Tips for parents … at school
  • Arrange to speak to your child’s teacher directly about their allergy. It’s essential that you convey the seriousness of the allergy, without frightening or being overly demanding.
  • Ask in what instances might food be used or consumed in the classroom and together identify times where your child’s allergy may become an issue. Examples include using Smarties or M&Ms for counting in maths, using empty recyclables for art and projects or any nature projects that involve nuts, grains or seeds.
  • Provide the school with an emergency kit for your child; ensure your child’s name and ideally a photograph are on the front. Inside should be two auto-injectors, an Emergency Plan, antihistamines, asthma inhalers and other medications as prescribed. Ensure your child’s medication is kept in date and replace before the expiry date.
  • Ensure that the school understands that if there is any doubt about whether to give adrenaline or not, it should be given. The consequences of not giving it could be fatal.
  • Provide the teacher with a bag of safe treats for your child to be used throughout the year as needed, safe snack ideas and ask if you can contribute safe snacks to any class parties.

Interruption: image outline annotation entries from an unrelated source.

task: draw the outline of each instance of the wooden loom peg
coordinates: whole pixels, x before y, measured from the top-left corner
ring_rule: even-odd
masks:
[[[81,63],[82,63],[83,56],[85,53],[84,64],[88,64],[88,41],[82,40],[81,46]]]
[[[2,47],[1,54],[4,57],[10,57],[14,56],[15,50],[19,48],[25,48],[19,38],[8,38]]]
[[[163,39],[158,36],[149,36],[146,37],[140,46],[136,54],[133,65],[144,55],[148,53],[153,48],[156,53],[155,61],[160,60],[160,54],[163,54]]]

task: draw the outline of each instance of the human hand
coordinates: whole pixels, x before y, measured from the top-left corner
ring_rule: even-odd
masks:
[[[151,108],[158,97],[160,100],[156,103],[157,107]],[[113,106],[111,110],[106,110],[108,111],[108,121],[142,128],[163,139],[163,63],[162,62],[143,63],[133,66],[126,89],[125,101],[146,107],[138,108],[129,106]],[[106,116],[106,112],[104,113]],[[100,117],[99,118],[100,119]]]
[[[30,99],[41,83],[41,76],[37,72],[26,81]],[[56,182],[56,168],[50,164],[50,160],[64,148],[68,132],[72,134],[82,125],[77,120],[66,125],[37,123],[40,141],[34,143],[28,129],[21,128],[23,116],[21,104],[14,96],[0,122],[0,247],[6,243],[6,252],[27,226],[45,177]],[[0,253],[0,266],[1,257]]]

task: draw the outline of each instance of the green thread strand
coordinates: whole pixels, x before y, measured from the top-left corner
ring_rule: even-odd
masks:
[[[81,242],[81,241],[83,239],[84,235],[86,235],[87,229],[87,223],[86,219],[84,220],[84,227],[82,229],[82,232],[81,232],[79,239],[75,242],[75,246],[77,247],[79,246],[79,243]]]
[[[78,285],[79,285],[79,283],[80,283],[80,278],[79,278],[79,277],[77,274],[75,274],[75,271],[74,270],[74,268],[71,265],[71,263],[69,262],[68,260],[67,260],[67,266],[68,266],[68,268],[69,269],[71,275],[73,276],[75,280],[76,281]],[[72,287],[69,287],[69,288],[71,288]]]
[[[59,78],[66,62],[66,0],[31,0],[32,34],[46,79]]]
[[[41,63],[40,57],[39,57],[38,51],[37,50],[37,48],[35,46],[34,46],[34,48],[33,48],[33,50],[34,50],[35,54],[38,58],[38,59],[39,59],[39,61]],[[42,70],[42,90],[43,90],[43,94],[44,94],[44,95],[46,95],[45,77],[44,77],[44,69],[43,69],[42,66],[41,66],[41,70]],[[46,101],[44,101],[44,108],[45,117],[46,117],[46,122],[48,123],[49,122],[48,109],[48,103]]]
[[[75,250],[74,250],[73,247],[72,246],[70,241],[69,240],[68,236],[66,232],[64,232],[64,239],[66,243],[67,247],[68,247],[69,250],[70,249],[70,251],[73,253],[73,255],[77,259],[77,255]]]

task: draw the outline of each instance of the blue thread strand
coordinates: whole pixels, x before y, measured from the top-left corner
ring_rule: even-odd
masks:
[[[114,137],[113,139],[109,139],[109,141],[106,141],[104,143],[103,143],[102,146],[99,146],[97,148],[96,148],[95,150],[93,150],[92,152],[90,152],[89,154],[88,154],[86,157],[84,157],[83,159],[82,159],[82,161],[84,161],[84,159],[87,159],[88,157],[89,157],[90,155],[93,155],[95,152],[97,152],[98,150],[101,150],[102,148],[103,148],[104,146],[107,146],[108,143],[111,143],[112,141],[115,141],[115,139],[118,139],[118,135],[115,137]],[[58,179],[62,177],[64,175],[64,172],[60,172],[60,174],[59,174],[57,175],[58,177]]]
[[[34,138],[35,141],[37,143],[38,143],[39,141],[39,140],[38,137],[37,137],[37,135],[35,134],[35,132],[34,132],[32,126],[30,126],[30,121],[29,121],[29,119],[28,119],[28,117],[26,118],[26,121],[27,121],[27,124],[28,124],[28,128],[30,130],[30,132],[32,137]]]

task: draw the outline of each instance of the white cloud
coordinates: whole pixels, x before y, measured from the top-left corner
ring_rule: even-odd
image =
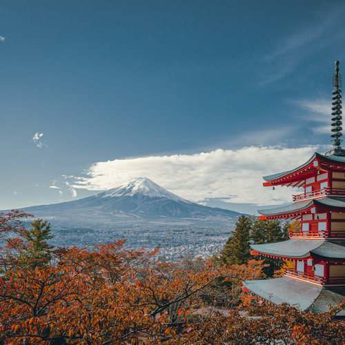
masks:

Three key questions for parents to ask:
  •  Where will my child’s adrenaline injection (Epipen, Jext or Anapen) be kept? Ideally, adrenaline should be kept in their classroom or with the child but schools will have their own specific policy. Adrenaline must be kept in an obvious and accessible place and must never be kept in a locked office or cupboard.
  • If the need arose, who would administer the injection? Has training been provided to staff who are the main carers for your child? If not, you may wish to give the class teacher an informal demonstration of the injector while they await formal training. Trainer pens are useful for this. As mentioned before it is extremely helpful if your child is familiar with the auto-injector!
  • How will the rest of the staff be made aware of the allergy? Often schools place a poster with the name, photo and allergy of children with severe allergies in a visible place in the staffroom to help with this. Offer to make this poster if necessary!
There are many resources available on the Anaphylaxis Ireland website, including a resource pack for schools entitled Managing Chronic Health Conditions at School (which was sent to most schools in September 2011) and at the Anaphylaxis Campaign's website.